I was in the city when I showed the photograph to somebody. Ha, Ha, I thought, share it for a laugh. This elder said to me, "Good, Rick Turner was an activist, he was a Hero, it's good that people recognise that.". He looks at me, "You don't know who Rick Turner is. Do your reading.". I thought to myself then in a flood of different thoughts. Firstly, city officials who make changes without the proper consultation process are easy targets, idiots really, but what is the outcome, is it really so bad? 
We have a hidden history, blame it on the schools then and the dumbing down of schools now, but I bet you Rick Turner is not taught in schools. We are being told our history, unknown, unimportant to those not directly involved. Our daily symbols are being subverted and not altogether in a bad way. Those petty-minded countrywide City Officials must have known this shift in thinking would happen. History forced on us, on one level, How Rude! On another, Thank you.

Let me tell you what I have found by doing my reading. I will lazily quote the wiki, to show you how easy it is to find this stuff.
"Richard Turner (born 1942 in Stellenbosch), known as Rick Turner, was a South African philosopher who was allegedly assassinated by the apartheid state in 1978. Nelson Mandela described Turner "as a source of inspiration" Turner graduated from the University of Cape Town in 1963 attaining a B.A. Honours. He continued his studies at the Sorbonne in Paris where he received a doctorate for a dissertation on the French intellectual, Jean-Paul Sartre. He returned to South Africa in 1966 and went farming on his mother's farm in Stellenbosch for two years before lecturing at the universities of Cape Town, Stellenbosch and Rhodes. He came to Natal in 1970 and become a senior lecturer in political science at the University of Natal and in that same year he met Steve Biko and the two formed a close relationship. 

In 1972 Turner wrote a book called The Eye of the Needle - Towards Participatory Democracy In South Africa. The South African authorities thought that the book exercised a strong influence on opposition thinking with its plea for a radically democratic and non-racial South Africa. Such a society, he argued, would liberate whites as well as blacks. In the same year he was banned for five years. He was not allowed to visit his two daughters or his mother and had to stay in the Durban area. Even though he was banned this did not stop him from speaking out and in April 1973 Dr Turner and other banned individuals staged an Easter fast to illustrate the sufferings that bannings impose on people. The fast was supported by the Pope and the Archbishop of Canterbury. After his bannings, Dr Turner was kept on the staff at the University even though he was not allowed to lecture.

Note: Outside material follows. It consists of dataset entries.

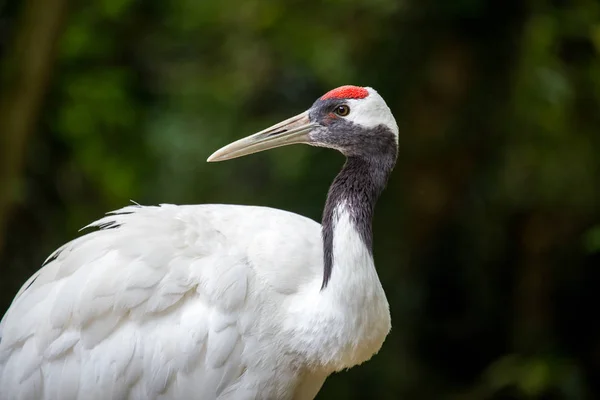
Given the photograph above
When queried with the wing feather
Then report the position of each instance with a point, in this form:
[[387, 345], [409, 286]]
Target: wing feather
[[159, 306]]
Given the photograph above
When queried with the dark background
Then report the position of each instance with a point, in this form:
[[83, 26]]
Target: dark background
[[487, 239]]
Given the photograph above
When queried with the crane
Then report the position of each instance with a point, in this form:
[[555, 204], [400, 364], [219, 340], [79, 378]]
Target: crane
[[215, 301]]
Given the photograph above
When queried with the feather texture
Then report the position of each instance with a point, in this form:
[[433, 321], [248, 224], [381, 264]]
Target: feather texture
[[172, 302]]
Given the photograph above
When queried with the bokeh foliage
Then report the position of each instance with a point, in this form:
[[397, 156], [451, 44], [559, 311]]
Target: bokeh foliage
[[487, 239]]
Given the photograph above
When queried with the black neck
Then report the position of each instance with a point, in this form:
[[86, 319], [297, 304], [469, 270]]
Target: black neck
[[357, 186]]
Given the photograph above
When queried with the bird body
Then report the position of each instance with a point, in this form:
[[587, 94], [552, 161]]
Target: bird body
[[204, 301]]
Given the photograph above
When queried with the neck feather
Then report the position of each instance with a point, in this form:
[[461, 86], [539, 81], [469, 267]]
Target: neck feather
[[356, 189]]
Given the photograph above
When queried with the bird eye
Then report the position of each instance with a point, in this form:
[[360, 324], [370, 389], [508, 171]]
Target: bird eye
[[342, 110]]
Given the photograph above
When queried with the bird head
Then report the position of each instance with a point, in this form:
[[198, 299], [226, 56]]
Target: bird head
[[353, 120]]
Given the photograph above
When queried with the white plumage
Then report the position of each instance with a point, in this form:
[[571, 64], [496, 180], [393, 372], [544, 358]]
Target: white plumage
[[194, 302]]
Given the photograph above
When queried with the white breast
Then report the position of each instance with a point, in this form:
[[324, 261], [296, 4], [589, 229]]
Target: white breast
[[175, 302], [192, 302]]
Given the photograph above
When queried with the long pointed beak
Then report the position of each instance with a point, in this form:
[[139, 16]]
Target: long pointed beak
[[291, 131]]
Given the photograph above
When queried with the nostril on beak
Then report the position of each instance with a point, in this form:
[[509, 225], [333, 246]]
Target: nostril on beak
[[276, 132]]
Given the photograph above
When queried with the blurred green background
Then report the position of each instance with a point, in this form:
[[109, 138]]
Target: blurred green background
[[487, 239]]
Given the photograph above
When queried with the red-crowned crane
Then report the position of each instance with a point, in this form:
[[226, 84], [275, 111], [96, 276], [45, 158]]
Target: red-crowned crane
[[215, 301]]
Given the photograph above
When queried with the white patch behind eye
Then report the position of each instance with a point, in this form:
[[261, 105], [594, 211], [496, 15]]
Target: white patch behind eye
[[372, 111]]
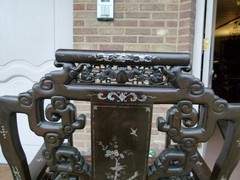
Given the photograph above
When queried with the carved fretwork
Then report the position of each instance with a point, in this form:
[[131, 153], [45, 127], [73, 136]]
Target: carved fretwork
[[108, 74]]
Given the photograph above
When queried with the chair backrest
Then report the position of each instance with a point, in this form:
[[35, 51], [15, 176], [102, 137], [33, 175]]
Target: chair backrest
[[122, 88]]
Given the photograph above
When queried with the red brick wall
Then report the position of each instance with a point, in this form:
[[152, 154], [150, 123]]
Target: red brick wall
[[139, 25], [162, 25]]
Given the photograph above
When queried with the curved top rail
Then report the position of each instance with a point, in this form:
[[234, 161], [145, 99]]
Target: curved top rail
[[119, 57]]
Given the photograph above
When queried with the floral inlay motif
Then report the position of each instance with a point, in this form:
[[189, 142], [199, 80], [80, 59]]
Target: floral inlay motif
[[122, 96], [118, 171], [123, 57]]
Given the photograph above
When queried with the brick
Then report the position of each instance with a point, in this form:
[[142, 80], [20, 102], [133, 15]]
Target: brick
[[183, 48], [85, 31], [85, 15], [127, 7], [186, 6], [184, 31], [124, 39], [172, 7], [165, 32], [96, 23], [150, 40], [138, 31], [172, 23], [172, 40], [91, 6], [150, 23], [185, 23], [119, 15], [111, 47], [98, 39], [165, 15], [78, 38], [130, 23], [111, 31], [152, 7], [184, 39], [78, 23], [78, 7], [185, 14], [141, 15]]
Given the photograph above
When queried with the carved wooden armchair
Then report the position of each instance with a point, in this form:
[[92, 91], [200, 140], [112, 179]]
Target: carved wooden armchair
[[122, 88]]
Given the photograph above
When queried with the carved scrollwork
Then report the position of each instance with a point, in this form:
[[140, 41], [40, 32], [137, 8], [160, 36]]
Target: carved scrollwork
[[151, 75], [25, 98], [220, 105], [197, 88], [180, 118], [122, 97], [123, 57], [69, 160], [46, 84]]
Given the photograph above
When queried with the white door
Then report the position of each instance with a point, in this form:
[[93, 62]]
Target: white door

On January 8, 1978, Turner was shot through a window of his home in Dalton Avenue, Bellair, and died in the arms of his 13-year old daughter, Jann. After months of investigations and predictably so, police investigations turned up with no clues, and his killers were never identified. However it is widely believed that he was murdered by the apartheid security police.
Turner has been largely left out of the pantheon of post-apartheid heroes. Most of his former comrades ascribe this to his focus on popular self-management and bottom up democracy which is very uncomfortable for the post-apartheid state which is notoriously authoritarian (mixing neo-liberal managerialism with Stalinism in its practices)."

One click on a web search, that's how easy it was. You see it's not the actual names that are the problem, it's the manner in which it has been done. Mixing neo-liberal managerialism with Stalinism in it's practices. Me, I don't mind, the new names, they're good names. I just want to know who they are before they're imposed on me. I want to have a say. I agree with Rick Turner. After all, it seems, Rick is My Hero.